# Slovak: pound cake



## tualdo

Hi,
How could I translate Pound-cake into Slovak?
thx


----------



## Jana337

I am afraid you will have to explain it. I don't think there's a good equivalent.

Jana


----------



## tualdo

We call it quatre-quart in France. It means cake from quarter of kilo of each ingredients(flavour, butter, sugar,..)


----------



## Jana337

tualdo said:


> We call it quatre-quart in France. It means cake from quarter of kilo of each ingredients(flavour, butter, sugar,..)


I know. I did some research a few weeks ago. It seems that French is one of the few languages that have a name for the dessert.

Jana


----------



## tualdo

We translated as " štvrťkilové koláče" to specify we write with maslo.
what do you think?


----------



## Jana337

I wouldn't understand that. I would think they are huge cakes that weigh 500 g.

Do you want someone to understand the concept, or do you necessarily need a translation? If the latter is the case, I am afraid you'll have to coin something. 

Jana


----------



## tualdo

around myself I have translators but as you, they don t know how to translate.But we are still thinking. 
Diki.


----------



## Jana337

Čtvrtkový koláč 

Čtvrtka - one quarter. It is a new coinage but I think it could work. At least in Czech. I am afraid it could sound like Thursday cake in Slovak (štvrtkový koláč). Ask your Slovak friends. 

Jana


----------



## Janka

I'm not sure if I understand it correctly. Is a pound cake something you make using this measure? If yes, then there is an equivalent to this in Slovak.

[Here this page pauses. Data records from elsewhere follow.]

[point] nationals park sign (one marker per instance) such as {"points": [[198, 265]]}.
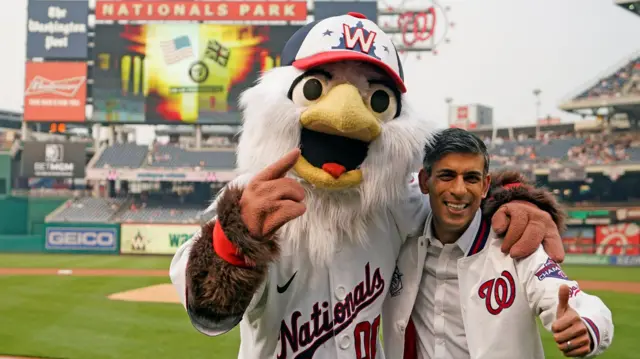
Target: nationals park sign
{"points": [[167, 10]]}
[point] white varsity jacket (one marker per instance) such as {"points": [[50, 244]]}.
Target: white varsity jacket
{"points": [[499, 323]]}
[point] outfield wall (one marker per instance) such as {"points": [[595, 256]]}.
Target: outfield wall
{"points": [[602, 237]]}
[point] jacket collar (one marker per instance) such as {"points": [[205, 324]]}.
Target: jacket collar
{"points": [[472, 240]]}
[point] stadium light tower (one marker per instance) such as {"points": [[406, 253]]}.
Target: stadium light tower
{"points": [[536, 93], [448, 100]]}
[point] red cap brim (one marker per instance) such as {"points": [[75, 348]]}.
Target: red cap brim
{"points": [[337, 56]]}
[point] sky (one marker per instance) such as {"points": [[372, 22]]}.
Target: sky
{"points": [[499, 51]]}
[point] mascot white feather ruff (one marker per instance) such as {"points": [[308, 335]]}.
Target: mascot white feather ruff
{"points": [[302, 253]]}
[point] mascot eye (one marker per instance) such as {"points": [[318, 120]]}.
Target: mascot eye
{"points": [[383, 102], [312, 89], [308, 90]]}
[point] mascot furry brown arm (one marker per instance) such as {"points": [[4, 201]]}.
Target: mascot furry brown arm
{"points": [[304, 244]]}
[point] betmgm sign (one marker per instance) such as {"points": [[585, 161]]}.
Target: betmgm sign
{"points": [[53, 160]]}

We call it *hrncekovy kolac*. We use a mug=hrncek to measure the ingredients.
I hope it helps.


----------



## Jana337

I looked up a few recepis and I don't think they are generally the same. For pound cake, you need equal shares of flour, sugar, butter and eggs (typically one pound each). Hrnčekový koláč needn't have equal proportions of ingredients. You simply use a mug to determine the quantities.

Jana


----------



## Maroseika

Jana337 said:


> Hrnček


Same source as of the russian гарнец, isn't it?


----------



## Jana337

Maroseika said:


> Same source as Russian гарнец, isn't it?


Definitely.


----------